Свежий ветер снова предвещал к вечеру тихий ровный дождик. Голоса внизу исчезли и возникли снова, теперь они доносились то со двора, то со стороны служб. По тропинке к коровнику тяжело шагала мамаша Мюллер, Хэтси торопилась за нею следом. Старуха несла молочные бидоны с железными запорами на деревянном коромысле, перекинутом через плечо, дочь — в каждой руке по ведру. Стоило им отодвинуть кедровые брусья, как коровы, пригибаясь к земле, толпою ринулись с поля, а телята, жадно разевая рот, поскакали каждый к своей матке. Потом началась баталия; голодных, но уже получивших свою скудную долю детенышей оттаскивали от материнского вымени. Старуха щедро раздавала им шлепки, а Хэтси тянула телят за веревки, и ноги ее разъезжались в грязи, коровы мычали и грозно размахивали рогами, телята же ревели, как непослушные дети. Длинные золотистые косы Хэтси мотались по плечам, ее смех весело звенел, перекрывая сердитое мычание коров и хриплые окрики старухи.

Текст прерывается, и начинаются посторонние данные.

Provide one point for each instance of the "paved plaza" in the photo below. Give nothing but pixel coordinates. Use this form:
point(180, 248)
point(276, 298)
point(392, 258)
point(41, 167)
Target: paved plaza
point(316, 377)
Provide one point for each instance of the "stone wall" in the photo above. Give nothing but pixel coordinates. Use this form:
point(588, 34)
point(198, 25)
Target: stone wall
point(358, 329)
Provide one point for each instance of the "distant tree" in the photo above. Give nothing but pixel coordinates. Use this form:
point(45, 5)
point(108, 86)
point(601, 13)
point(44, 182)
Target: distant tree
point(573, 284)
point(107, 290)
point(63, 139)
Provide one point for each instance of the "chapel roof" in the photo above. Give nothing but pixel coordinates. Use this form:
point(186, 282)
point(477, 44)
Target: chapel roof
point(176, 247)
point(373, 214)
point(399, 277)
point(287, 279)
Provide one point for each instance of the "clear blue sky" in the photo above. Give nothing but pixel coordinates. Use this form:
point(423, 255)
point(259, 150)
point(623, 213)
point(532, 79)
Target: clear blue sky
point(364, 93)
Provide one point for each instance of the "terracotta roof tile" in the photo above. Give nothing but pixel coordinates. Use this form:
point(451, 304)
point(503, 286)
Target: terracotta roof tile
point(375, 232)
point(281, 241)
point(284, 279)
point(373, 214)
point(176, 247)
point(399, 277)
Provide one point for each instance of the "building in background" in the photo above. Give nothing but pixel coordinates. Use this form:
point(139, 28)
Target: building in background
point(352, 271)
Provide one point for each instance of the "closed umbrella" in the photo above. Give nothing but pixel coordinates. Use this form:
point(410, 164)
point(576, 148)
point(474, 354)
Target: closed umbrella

Снизу, от кухонного крыльца, доносился плеск воды, скрип насоса, мерные мужские шаги. Я сидела у окна и смотрела, как медленно наползает темнота и в доме постепенно зажигаются огни. В моей комнате маленькая керосиновая лампа с ручкой на резервуаре напоминала чашку. На стене висел фонарь с матовым стеклом. Кто-то под самой моей лестницей звал меня, и я, глянув вниз, увидела смуглое лицо молодой женщины с льняными волосами; она была на сносях; цветущий годовалый мальчуган пристроился у нее на боку; женщина придерживала его одной рукой, другую же, с фонарем, подняла над головой.
— Ужин готов, — сказала она и подождала, пока я спущусь.